Simple sans simplisme, efficace sans lourdeur, juste sans pathos, ce long métrage est une réussite dans son genre. Il est possible de faire un film sur le couple sans tomber dans le film choral qui convie irrémédiablement ses lourdeurs. Ici, pas de lourdeur, mais une légèreté certaine tout en restant sérieux, mais avec de l'humour. Vivement la suite.

Bande-annonce Les Cobayes

White Noise (2h16, 2022) de Noah Baumbach

Avec Adam Driver, Greta Gerwig, Don Cheadle, Raffey Cassidy, Sam Nivola, 

Il s'agit d'un film ambitieux, voire prétentieux, riche de thématiques injectées dans des mécaniques de comédie, de drame, de film d'horreur ou de suspenses (pour ces deux derniers toutes les séquences consécutives à l'accident chimique, ainsi que les séquences très bizarres dans l’hôpital à la fin). Le film est donc riche de climats.
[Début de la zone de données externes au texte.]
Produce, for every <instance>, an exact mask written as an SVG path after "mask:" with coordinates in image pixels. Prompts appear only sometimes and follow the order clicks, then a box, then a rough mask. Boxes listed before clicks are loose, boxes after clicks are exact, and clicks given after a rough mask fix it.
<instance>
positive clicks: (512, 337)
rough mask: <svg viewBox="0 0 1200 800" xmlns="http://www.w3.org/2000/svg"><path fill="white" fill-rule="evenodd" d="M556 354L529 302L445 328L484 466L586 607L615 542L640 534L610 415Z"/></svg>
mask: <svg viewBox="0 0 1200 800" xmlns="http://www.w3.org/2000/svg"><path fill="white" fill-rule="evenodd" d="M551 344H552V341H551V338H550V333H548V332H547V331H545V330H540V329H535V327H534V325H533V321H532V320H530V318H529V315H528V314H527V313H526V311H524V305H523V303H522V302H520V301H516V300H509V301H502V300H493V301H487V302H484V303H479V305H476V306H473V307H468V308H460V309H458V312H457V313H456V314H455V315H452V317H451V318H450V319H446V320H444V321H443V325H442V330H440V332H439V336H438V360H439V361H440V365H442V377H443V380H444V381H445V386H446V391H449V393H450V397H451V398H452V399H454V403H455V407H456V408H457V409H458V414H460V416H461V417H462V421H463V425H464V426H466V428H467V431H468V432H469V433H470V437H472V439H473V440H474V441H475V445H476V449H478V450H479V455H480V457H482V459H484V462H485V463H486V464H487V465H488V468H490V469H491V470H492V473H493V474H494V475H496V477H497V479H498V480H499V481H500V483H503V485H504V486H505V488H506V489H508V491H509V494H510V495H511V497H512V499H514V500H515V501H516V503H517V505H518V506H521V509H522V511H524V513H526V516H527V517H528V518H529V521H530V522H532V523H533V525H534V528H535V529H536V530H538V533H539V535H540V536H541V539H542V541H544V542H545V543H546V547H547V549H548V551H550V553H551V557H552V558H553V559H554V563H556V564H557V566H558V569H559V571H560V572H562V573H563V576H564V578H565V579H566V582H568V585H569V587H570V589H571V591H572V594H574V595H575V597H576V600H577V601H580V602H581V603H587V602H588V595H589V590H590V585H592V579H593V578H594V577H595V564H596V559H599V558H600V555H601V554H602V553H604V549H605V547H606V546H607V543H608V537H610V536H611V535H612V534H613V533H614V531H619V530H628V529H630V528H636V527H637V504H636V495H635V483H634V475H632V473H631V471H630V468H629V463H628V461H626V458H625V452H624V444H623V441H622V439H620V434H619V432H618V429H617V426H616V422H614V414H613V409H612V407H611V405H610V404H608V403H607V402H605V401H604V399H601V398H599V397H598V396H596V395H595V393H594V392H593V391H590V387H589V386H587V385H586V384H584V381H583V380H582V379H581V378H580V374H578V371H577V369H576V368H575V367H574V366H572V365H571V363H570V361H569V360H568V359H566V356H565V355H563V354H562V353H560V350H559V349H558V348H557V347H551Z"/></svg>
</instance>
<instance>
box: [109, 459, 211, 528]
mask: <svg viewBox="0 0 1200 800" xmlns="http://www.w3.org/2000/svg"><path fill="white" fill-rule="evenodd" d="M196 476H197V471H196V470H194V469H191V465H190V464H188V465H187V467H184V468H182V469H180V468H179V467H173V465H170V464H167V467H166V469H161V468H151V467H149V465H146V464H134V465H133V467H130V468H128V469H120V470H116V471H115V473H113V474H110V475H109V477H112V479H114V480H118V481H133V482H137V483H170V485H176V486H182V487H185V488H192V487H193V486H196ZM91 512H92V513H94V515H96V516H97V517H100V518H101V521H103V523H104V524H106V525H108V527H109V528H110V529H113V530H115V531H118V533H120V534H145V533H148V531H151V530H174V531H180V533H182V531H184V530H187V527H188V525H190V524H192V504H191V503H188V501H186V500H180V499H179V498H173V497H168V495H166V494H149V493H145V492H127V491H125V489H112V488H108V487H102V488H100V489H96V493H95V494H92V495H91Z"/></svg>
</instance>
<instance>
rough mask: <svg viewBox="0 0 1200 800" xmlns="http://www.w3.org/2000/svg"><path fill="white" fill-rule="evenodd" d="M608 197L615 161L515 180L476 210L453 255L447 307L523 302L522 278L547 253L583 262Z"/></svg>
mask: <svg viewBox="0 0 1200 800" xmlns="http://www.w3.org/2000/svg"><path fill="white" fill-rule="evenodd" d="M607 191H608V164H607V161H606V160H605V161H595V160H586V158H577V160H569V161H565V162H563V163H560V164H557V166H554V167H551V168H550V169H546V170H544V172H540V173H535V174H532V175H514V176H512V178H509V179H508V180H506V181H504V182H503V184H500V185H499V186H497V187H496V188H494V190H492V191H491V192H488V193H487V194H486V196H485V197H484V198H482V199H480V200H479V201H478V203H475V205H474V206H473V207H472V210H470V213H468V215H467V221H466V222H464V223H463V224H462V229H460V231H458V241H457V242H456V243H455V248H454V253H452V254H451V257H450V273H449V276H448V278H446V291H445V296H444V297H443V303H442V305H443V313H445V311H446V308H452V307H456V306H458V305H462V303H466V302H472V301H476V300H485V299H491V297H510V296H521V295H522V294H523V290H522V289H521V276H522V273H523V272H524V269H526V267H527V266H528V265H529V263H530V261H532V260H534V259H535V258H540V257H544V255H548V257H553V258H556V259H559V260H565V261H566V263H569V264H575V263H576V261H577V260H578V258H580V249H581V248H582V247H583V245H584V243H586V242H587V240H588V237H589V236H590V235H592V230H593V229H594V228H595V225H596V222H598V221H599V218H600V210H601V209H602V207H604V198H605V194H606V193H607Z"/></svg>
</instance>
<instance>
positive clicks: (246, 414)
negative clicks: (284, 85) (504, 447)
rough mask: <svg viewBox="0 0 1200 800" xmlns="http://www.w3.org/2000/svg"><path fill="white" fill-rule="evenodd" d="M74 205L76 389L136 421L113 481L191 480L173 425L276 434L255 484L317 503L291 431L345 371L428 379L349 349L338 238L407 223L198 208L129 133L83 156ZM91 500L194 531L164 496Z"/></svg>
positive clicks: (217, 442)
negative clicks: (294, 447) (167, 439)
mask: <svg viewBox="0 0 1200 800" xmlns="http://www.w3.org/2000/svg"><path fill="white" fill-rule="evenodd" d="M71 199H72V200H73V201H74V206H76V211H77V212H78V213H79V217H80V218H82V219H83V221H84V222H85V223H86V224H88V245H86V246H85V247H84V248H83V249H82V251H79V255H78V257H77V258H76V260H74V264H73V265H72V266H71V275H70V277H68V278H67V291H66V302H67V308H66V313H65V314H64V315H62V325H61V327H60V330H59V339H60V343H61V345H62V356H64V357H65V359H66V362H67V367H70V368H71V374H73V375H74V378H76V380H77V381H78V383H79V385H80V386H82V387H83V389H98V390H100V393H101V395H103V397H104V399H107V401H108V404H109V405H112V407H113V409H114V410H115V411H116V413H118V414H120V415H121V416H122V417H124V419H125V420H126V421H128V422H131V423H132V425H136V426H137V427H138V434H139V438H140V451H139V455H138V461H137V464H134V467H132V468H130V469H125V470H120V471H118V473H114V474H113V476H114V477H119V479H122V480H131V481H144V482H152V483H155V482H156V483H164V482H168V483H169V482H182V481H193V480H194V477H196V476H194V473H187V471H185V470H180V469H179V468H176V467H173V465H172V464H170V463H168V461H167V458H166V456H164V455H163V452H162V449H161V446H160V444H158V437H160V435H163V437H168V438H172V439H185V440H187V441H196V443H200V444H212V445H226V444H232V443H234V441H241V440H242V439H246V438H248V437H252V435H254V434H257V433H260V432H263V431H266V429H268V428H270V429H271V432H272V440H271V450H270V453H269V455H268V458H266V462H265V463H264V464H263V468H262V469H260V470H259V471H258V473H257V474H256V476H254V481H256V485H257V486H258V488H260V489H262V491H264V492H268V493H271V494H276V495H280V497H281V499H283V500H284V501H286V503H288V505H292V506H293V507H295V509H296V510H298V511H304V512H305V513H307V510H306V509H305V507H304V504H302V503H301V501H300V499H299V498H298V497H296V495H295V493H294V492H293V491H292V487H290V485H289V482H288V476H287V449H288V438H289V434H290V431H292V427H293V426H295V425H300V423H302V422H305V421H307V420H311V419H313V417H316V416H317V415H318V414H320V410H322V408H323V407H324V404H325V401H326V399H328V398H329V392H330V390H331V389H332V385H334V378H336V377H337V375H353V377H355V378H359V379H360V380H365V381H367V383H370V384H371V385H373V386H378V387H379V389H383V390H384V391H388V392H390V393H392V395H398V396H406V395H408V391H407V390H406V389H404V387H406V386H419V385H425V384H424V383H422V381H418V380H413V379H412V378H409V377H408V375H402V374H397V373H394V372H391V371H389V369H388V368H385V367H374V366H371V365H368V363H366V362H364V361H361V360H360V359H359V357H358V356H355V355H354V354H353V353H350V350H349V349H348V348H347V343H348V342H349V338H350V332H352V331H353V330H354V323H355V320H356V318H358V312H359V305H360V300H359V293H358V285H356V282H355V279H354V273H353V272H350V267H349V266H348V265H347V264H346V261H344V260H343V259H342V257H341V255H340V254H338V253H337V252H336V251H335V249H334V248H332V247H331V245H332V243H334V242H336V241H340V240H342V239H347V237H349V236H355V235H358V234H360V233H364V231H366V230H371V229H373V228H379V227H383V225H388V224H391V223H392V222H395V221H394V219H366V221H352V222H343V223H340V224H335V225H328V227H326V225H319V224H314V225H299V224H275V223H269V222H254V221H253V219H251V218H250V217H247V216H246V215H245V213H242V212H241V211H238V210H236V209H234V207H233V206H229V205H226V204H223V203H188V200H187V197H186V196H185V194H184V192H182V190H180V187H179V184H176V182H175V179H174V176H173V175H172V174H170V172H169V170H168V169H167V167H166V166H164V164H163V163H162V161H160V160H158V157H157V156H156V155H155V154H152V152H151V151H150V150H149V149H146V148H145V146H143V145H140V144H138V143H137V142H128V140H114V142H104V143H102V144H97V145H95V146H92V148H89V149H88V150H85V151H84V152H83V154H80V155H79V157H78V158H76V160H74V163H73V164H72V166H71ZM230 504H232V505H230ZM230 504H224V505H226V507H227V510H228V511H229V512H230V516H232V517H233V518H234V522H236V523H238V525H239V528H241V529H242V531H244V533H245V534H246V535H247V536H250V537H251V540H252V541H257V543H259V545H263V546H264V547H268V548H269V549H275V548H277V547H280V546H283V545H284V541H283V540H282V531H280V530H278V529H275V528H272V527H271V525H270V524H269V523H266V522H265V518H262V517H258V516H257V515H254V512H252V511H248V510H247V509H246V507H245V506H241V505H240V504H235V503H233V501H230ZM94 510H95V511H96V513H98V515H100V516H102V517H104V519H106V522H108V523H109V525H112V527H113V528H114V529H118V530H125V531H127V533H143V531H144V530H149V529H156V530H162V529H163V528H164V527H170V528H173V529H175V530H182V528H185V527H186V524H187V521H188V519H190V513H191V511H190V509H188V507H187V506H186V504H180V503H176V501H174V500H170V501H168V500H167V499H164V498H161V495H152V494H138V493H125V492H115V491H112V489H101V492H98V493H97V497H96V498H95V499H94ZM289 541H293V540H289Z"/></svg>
Noah Baumbach confirme son  talent pour écrire des films denses aux thèmes  et facettes multiples. Même si le film, à travers son générique de fin, résume le message qu'il cherche à faire passer: la peur de la mort et la consommation pour l'oublier. Tout cela pour ça aimerions nous dire. Mais le film, n'annonçant jamais la couleur et restant imprévisible en permanence, contient donc une forte hystérésis.

Les thématiques et éléments de subtilités, de richesses, qui innervent le film sont multiple et variés : la vie de famille recomposée, le stress de l'incident chimique (qui fait basculer le film dans une option un peu fantastique et film d'horreur), la relation d'Adam Driver avec sa femme, le marchand de pilules, l'épisode de l’hôpital à la fin avec les infirmières, puis le générique de fin déjà évoqué qui confirme le message principal du film. Car c'est un film à message, c'est à dire politique. Qu'il est possible de trouver tortueux pour arriver à son message. Mais c'est grâce à tout ce qui vient de précéder que le générique de fin prend son sens, en tout cas c'est ce que pense Noah Baumbach.

Adam Driver est en suspension, à la fois sur sa manière de gérer sa famille, son comportement lors de l'accident chimique, sa quête du médicament que prend sa femme. Greta Gerwig (très mal coiffée) possède son MacGuffin qui une fois connue permettra d'entrer l'intrigue dans les séquences de conclusion.

En ressort un sentiment mitigé. Nous percevons l'ambition, avec une combinaison habile de comédie, de drame et de suspense, d'abord primaire puis psychologique. Mais un sentiment de décousu domine. Mais l'exercice est ambitieux.

Bande-annonce White Noise

Entrapped (2021, 6 épisodes de 45 min) de Baltasar Kormakur

Avec Ólafur Darri Ólafsson, Ilmur Kristjánsdóttir, Björn Hlynur Haraldsson, Thomas Bo Larsen, Haraldur Stefansson, Maria Thelma Smáradóttir, Þorsteinn Gunnarsson.

Cette série policière islandaise marque l'esprit grâce à différentes composantes. La première composante est l'arrière-plan géographique de l'Islande avec ses décors, ses paysages, ses déserts, ses rythmes et les déplacements en voiture ou moto ou en hélicoptère. L'autre composante est son équipe policière constituée d'un trio avec un inspecteur mis à pied, une policière et un enquêteur: ce ne sont pas de super-flics. Ils ne bénéficient pas d'un arsenal technologique pour mener leurs enquêtes; et au cours des différents épisodes, des éléments sur leur vie personnelle sont donnés, et de plus ils font des erreurs. Et la dernière est l'intrigue, un meurtre, une multitude de parties prenantes qui pourraient avoir commis le meurtre, et nous apprendrons le nom du ou de la coupable à la fin du dernier épisode, en ayant suspecté beaucoup de personnages rencontrés au cours de la progression dramatique.

Tout cela est bien rôdé et donne un rythme plutôt lent, mais qui convient bien aux mouvements toujours inertiels sur l’île. Et les différentes parties prenantes de cette histoire permettent de varier les ingénieries sociales : une secte d'illuminés, des bikers, des familles en deuil, un meurtre antérieur non élucidé peut-être lié, l'équipe de policiers. Tout cela donne un ensemble qui possède son propre rythme et sa propre esthétique.

Une série qui répond à son cahier des charges: maintenir le spectateur captif jusqu'à la dernière minute de son dernier épisode.